Silk cuts her deal with the superstar, and is happy landing her share of sizzling parts that scorch the screen and 'entertain' the front-row audience in exchange for being a pleasure-toy to Suryakanth, which she enjoys as much as he does. So, she has a great deal of good time on and off the screen until the harsh truth of her own undignified position dawns upon her in a series of small and big dozes of reality-shocks. But then, dignity was not part of the bargain. She does realize that but somehow believes that she could have all that she desired without paying a price for it. Right after the intermission the movie takes a nose dive, and loses much of its initial appeal when it tries bringing in the ages-old exploiter-men-exploited-woman equation through the backdoor when Silk gets on the stage to receive a mainstream award (What! Best Actress in the Sexy Whip-Dancer Role?), and launches her diatribe against the voyeuristic tendencies of the patriarchal world. And the movie loses ground from there on. She is then shown to realize that her 'admirers' did not really admire 'her', for she was just an attractive body, and that she was never really 'liked' by people. The directorial attempt to dumb her down after having portrayed her as a shrewd, calculating woman completely fails and irredeemably compromises the non-chalant, devil-may-care attitude of Silk, which had been the soul of her character and the high-point of the movie throughout.
She comes face to face with the ugly truth of her unacceptability when Suryakanth sends her into the adjoining bathroom when his wife turns up unexpectedly and he goes right into her arms and takes her to bed while Silk watches through the keyhole.
The reality of the day is incompatible with the ugly, dark secrets of the night couldn't be a truth beyond her grasp, given her instinctive understanding of the true nature of men in contrast with their whitewashed, sanitized day-lives. Therefore, her shock and angry response to her own situation vis-a-vis the society looks a bit out of place. Yes, knowing is a lot different from experiencing, which does explain her state of mind, but it still delivers a blow to the roundness of her character.

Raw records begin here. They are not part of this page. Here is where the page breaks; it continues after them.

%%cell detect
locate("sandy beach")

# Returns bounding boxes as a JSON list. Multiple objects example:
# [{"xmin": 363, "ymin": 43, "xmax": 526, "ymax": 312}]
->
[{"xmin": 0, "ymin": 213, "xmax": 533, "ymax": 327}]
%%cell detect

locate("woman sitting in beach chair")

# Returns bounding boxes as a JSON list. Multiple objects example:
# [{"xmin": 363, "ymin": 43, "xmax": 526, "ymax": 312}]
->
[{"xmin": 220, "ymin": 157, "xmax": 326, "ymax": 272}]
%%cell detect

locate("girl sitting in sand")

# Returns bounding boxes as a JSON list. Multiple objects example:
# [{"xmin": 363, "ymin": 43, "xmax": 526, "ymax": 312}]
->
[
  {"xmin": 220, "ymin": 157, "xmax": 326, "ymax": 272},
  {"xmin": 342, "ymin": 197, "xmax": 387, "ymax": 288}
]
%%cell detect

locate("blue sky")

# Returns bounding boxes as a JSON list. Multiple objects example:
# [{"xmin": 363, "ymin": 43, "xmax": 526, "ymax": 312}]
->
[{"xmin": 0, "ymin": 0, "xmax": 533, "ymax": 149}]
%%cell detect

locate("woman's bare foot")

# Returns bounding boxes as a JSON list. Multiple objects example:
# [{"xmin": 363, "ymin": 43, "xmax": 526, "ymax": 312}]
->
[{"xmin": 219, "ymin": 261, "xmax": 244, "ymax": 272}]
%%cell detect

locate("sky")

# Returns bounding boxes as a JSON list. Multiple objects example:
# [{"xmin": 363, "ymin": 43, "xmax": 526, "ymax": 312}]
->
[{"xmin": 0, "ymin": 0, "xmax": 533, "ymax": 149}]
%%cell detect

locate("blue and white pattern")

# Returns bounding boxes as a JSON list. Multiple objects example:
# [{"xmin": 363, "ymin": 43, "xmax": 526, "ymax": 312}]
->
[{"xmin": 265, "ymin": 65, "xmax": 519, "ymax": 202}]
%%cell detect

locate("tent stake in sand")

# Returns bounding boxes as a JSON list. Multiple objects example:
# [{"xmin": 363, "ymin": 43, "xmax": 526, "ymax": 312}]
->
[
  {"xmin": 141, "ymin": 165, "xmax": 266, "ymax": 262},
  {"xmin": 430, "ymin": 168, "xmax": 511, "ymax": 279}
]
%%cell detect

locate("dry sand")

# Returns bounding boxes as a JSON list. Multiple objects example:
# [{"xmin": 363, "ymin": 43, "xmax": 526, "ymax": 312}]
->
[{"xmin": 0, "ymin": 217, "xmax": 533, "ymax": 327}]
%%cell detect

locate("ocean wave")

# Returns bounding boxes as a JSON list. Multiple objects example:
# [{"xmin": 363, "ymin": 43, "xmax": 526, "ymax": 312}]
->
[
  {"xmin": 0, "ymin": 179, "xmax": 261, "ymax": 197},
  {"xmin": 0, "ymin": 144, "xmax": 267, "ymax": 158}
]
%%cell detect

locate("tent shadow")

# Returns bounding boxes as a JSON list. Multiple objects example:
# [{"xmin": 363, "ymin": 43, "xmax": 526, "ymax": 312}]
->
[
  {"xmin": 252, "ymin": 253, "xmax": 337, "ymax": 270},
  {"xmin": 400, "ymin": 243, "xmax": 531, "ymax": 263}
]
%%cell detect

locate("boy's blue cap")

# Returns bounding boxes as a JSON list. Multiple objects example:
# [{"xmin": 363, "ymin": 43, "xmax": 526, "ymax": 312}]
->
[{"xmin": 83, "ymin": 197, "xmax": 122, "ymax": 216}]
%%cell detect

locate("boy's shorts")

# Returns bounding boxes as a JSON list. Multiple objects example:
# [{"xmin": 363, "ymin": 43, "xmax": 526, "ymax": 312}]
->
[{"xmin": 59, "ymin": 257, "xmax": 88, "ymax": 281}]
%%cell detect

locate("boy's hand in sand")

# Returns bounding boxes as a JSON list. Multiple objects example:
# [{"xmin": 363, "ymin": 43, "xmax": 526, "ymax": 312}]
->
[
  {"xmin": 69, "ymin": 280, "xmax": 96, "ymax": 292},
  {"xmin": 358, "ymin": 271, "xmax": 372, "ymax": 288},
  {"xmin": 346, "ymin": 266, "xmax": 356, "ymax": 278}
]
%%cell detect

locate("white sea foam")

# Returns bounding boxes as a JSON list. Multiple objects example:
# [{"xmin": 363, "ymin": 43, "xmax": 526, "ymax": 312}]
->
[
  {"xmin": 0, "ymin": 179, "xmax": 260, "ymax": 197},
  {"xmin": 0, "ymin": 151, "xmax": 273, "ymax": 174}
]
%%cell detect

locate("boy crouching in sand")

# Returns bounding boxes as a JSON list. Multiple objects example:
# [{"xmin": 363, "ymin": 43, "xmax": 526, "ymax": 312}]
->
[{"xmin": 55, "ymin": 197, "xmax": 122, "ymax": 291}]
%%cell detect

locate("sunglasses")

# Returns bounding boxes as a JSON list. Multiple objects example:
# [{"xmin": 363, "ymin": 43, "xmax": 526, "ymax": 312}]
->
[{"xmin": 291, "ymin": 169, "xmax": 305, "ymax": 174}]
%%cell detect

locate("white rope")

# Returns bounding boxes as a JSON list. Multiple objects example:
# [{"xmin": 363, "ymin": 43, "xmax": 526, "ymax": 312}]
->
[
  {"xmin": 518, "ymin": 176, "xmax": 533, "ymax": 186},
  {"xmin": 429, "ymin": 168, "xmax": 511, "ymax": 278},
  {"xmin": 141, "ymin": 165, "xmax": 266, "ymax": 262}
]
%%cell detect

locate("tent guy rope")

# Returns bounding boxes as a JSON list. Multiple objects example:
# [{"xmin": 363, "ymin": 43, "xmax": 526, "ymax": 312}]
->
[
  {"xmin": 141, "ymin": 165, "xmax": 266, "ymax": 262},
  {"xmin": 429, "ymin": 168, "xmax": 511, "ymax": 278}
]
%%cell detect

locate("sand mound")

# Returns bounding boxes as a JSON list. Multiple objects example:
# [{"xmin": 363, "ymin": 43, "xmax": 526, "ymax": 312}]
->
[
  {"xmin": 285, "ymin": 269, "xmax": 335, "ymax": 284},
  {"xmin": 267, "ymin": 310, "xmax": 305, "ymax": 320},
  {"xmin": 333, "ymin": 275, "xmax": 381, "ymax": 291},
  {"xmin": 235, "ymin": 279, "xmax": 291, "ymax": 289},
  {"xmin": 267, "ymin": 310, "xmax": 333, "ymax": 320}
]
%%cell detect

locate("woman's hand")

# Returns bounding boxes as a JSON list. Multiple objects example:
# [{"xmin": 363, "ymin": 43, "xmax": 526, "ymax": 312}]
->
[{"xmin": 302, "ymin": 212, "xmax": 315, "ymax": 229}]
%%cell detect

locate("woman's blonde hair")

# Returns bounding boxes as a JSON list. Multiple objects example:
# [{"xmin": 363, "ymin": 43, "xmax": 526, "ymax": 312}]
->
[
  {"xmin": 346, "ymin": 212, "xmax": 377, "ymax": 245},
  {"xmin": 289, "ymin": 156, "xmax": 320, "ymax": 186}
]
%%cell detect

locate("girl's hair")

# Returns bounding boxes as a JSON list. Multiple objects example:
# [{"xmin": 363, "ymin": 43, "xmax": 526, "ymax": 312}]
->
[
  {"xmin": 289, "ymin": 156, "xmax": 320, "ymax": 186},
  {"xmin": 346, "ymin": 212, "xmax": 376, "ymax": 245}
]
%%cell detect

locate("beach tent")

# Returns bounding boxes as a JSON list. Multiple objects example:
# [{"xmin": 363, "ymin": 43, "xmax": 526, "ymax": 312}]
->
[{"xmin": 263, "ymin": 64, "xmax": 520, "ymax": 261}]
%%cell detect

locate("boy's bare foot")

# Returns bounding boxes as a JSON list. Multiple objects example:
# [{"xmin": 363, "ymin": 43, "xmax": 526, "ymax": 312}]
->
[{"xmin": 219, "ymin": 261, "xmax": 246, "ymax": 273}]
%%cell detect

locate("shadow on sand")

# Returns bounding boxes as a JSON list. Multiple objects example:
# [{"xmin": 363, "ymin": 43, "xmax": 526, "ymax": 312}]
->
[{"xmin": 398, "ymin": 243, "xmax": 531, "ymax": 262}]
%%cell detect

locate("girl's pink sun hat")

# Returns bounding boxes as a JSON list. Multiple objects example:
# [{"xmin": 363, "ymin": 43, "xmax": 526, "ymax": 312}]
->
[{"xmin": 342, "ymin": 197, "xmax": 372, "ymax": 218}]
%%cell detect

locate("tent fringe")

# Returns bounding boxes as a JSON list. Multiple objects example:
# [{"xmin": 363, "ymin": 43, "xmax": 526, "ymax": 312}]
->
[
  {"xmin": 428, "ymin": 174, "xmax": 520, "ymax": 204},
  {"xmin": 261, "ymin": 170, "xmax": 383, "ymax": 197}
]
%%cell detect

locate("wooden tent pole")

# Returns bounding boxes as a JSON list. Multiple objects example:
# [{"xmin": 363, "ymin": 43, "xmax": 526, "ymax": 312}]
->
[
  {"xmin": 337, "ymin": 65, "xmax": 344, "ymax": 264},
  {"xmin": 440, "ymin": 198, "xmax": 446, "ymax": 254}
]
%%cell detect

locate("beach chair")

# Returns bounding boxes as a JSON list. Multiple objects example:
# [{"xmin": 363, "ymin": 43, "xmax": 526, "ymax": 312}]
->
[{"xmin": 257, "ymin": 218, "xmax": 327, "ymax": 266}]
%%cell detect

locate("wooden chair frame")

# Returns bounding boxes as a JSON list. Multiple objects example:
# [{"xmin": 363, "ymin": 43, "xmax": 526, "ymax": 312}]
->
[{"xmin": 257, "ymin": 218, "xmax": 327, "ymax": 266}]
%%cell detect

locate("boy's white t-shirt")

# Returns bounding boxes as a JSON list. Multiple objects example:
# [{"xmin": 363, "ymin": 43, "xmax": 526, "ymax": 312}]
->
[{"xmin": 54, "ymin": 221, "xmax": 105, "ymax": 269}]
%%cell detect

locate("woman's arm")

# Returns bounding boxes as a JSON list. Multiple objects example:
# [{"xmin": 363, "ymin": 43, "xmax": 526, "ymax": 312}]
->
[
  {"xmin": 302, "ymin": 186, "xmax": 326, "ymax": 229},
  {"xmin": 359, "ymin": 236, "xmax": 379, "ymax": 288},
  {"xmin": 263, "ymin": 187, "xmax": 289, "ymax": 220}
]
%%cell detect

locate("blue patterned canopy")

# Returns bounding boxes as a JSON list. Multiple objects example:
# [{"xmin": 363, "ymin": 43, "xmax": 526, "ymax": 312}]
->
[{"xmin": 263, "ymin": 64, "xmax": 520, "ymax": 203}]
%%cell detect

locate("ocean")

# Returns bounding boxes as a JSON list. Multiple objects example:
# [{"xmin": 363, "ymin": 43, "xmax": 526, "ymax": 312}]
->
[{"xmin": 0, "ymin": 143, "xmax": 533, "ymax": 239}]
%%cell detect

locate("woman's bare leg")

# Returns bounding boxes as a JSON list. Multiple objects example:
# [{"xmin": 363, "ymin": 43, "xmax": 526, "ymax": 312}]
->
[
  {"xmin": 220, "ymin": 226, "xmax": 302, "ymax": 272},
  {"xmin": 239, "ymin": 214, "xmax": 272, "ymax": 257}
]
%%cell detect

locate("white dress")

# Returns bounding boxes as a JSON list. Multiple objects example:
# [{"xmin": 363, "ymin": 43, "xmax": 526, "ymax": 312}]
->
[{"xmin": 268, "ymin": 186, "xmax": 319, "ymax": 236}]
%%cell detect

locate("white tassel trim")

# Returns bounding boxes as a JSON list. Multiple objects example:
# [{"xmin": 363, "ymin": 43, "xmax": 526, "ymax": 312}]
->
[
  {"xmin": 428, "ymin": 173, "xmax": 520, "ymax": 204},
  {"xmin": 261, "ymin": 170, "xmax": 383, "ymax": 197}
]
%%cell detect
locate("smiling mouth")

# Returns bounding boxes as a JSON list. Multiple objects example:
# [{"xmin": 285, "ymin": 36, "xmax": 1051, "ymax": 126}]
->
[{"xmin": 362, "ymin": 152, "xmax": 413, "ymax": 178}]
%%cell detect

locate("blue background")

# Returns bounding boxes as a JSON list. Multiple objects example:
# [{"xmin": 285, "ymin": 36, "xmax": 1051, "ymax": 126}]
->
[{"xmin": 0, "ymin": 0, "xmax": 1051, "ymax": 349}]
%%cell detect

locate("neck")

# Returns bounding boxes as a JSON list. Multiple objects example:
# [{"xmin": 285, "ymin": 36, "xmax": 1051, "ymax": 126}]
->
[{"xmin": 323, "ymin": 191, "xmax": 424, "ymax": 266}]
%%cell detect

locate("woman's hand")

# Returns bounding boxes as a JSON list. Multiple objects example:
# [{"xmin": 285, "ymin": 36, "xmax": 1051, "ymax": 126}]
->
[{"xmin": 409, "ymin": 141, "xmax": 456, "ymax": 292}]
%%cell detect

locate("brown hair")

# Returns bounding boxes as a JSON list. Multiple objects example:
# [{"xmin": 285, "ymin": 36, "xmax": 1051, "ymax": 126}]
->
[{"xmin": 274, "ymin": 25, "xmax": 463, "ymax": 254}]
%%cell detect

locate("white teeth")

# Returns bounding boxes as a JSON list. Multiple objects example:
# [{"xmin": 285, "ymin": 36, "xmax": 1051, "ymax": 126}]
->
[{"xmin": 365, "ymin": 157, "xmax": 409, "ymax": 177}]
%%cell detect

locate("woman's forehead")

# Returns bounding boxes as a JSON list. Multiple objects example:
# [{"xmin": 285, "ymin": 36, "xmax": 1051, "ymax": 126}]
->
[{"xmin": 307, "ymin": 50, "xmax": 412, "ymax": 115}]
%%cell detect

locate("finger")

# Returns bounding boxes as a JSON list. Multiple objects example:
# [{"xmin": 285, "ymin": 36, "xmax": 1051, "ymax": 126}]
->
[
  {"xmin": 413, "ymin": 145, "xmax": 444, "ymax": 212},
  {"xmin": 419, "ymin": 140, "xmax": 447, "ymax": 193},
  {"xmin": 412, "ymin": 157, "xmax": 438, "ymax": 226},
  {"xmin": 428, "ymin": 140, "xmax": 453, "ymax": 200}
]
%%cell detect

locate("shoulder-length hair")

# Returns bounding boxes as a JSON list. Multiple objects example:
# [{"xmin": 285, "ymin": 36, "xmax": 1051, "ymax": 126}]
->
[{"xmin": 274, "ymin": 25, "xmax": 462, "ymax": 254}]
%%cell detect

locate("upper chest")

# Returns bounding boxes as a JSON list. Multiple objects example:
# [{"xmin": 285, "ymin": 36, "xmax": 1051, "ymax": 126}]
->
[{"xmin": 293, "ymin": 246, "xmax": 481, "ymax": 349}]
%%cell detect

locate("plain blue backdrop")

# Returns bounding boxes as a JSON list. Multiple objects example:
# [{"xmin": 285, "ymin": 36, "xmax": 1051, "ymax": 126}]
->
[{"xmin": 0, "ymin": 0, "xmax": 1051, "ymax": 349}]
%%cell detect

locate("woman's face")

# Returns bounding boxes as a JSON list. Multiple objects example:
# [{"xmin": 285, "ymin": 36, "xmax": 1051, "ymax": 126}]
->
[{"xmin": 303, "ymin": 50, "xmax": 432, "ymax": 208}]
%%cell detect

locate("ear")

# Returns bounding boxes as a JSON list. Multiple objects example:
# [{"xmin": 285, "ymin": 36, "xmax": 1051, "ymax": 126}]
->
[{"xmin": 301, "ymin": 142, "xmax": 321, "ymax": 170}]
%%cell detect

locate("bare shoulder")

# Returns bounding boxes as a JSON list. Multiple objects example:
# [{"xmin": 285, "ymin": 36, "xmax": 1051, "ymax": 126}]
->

So, wherever the movie attempts to paint her in the shades of a 'victim of her circumstances' rather than a 'losing player of the game', it starts cutting into the fundamental advantage it secured right in the beginning - Silk's unabashed and very willing acceptance of the world of sleaze.
However, what marginally saves the movie is that Silk doesn't die apologetic. She remains defiant, and the movie despite trying hard to not take a moral position does concede that the choices that one makes has a 'moral' side to it and the morality is enforced by the society irrespective of its contribution to the breeding of immorality. But this dichotomy is so well established and wide understood now that no re-packaging, howsoever thorough, hides its wrinkled skin.